O Parque Cora Coralina, na Escola Municipal Desembargador Amorim Lima, na Vila Gomes, zona oeste da capital paulista, precisa de uma reforma para recuperar o solo erodido e tornar o espaço seguro para as crianças, funcionários e professores. Diante da interdição do parque, usado para várias atividades, um grupo de pais de alunos se organizou, preparou um projeto de recuperação durante dois anos e participou de um edital da Prefeitura de São Paulo, batizado Chamada Cívica, para concorrer a recursos indicados por emendas parlamentares. A recuperação do Parque Cora Coralina foi um dos projetos escolhidos entre dezenas de concorrentes, como revelou reportagem do Estado. O grupo de pais conquistou o direito de indicar o destino de uma emenda do então vereador José Police Neto (PSD).

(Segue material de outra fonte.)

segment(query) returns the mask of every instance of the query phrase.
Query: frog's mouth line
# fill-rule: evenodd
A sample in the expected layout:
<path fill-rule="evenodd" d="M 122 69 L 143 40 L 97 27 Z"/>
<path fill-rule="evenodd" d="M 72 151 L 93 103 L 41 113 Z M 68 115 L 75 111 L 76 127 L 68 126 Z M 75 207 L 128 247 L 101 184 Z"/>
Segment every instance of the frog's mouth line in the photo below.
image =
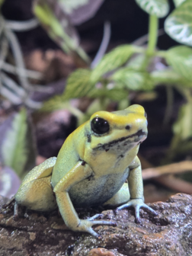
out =
<path fill-rule="evenodd" d="M 147 136 L 147 133 L 146 132 L 143 132 L 142 130 L 139 130 L 138 132 L 136 132 L 136 133 L 133 133 L 132 135 L 130 135 L 128 136 L 126 136 L 126 137 L 122 137 L 119 139 L 115 139 L 115 140 L 113 140 L 108 143 L 104 143 L 104 144 L 101 144 L 101 143 L 99 143 L 98 144 L 98 146 L 94 148 L 94 149 L 105 149 L 105 148 L 110 148 L 110 147 L 112 147 L 114 146 L 115 144 L 117 144 L 119 142 L 121 142 L 127 139 L 130 139 L 130 138 L 133 138 L 133 137 L 139 137 L 140 136 Z"/>

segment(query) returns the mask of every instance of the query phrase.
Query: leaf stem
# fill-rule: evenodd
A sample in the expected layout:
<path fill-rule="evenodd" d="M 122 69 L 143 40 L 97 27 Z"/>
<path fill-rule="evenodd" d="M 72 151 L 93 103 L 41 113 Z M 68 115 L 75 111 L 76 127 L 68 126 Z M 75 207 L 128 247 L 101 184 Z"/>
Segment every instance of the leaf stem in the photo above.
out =
<path fill-rule="evenodd" d="M 157 16 L 149 15 L 149 44 L 146 52 L 147 55 L 149 56 L 152 56 L 155 53 L 158 39 L 158 19 Z"/>

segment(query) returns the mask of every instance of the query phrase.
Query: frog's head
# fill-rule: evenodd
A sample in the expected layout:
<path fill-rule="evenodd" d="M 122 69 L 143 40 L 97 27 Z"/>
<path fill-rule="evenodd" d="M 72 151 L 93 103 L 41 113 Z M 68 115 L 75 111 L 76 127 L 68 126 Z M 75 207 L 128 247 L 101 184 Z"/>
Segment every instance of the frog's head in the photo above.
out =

Mas a alegria dos pais dos alunos ao ver seu projeto entre os escolhidos da Chamada Cívica durou pouco. Em 2020, dada a eclosão da pandemia de covid-19, Police Neto retirou as emendas do edital para que a alocação de recursos fosse dedicada ao combate da doença, o que era bastante sensato. Police Neto reapresentou suas emendas, entre as quais a que viabilizaria a recuperação do Parque Cora Coralina, à proposta orçamentária de 2021. O problema é que Police Neto não foi reeleito e as emendas propostas pelo ex-vereador caíram em uma espécie de “limbo”. Até hoje não foram liberadas.

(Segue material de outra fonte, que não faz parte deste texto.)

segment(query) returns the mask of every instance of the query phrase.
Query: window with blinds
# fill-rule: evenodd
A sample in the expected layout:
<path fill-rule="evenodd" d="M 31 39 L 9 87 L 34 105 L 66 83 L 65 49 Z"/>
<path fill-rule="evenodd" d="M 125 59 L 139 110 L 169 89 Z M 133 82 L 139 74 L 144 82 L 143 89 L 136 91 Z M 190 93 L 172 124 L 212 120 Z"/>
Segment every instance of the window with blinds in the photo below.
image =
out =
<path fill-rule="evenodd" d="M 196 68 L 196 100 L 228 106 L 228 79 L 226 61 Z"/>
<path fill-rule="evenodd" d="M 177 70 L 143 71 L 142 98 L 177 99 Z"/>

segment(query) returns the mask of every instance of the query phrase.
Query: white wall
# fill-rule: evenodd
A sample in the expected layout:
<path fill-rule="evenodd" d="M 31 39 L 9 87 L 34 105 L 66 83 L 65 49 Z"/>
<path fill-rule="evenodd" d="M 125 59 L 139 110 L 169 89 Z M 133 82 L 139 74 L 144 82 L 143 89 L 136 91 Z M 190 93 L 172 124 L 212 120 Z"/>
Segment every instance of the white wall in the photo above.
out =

“A comunidade se organizou e venceu um edital. Há, portanto, um compromisso do poder público com aquela organização, e não com o vereador (que apresentou a emenda)”, disse Police Neto ao Estado. Mesmo fora da Câmara Municipal, o ex-vereador informou que tem mantido contato com a Casa Civil da Prefeitura de São Paulo para tentar liberar os recursos.

A Associação Nacional de Prevenção ao Uso e Abuso de Drogas é outra organização da sociedade civil que sofre com o “limbo” das emendas propostas por vereadores que não se reelegeram. A associação contava com R$ 500 mil de uma emenda proposta pelo ex-vereador Masataka Ota (PSB), que não se reelegeu e morreu em fevereiro deste ano.

O “limbo” é uma excrescência jurídica e moral. O Orçamento, ao fim e ao cabo, é uma lei. O vereador que apresentou emendas por fim aprovadas tinha legitimidade para tanto ao tempo da indicação. É dever do Poder Executivo honrar o pagamento. Não é porque um parlamentar perdeu o mandato e, em tese, seu “valor” para o Executivo que suas emendas não devem ser alocadas nos projetos a que se destinam. Os problemas que afligem a comunidade não têm prazo de validade, como um mandato.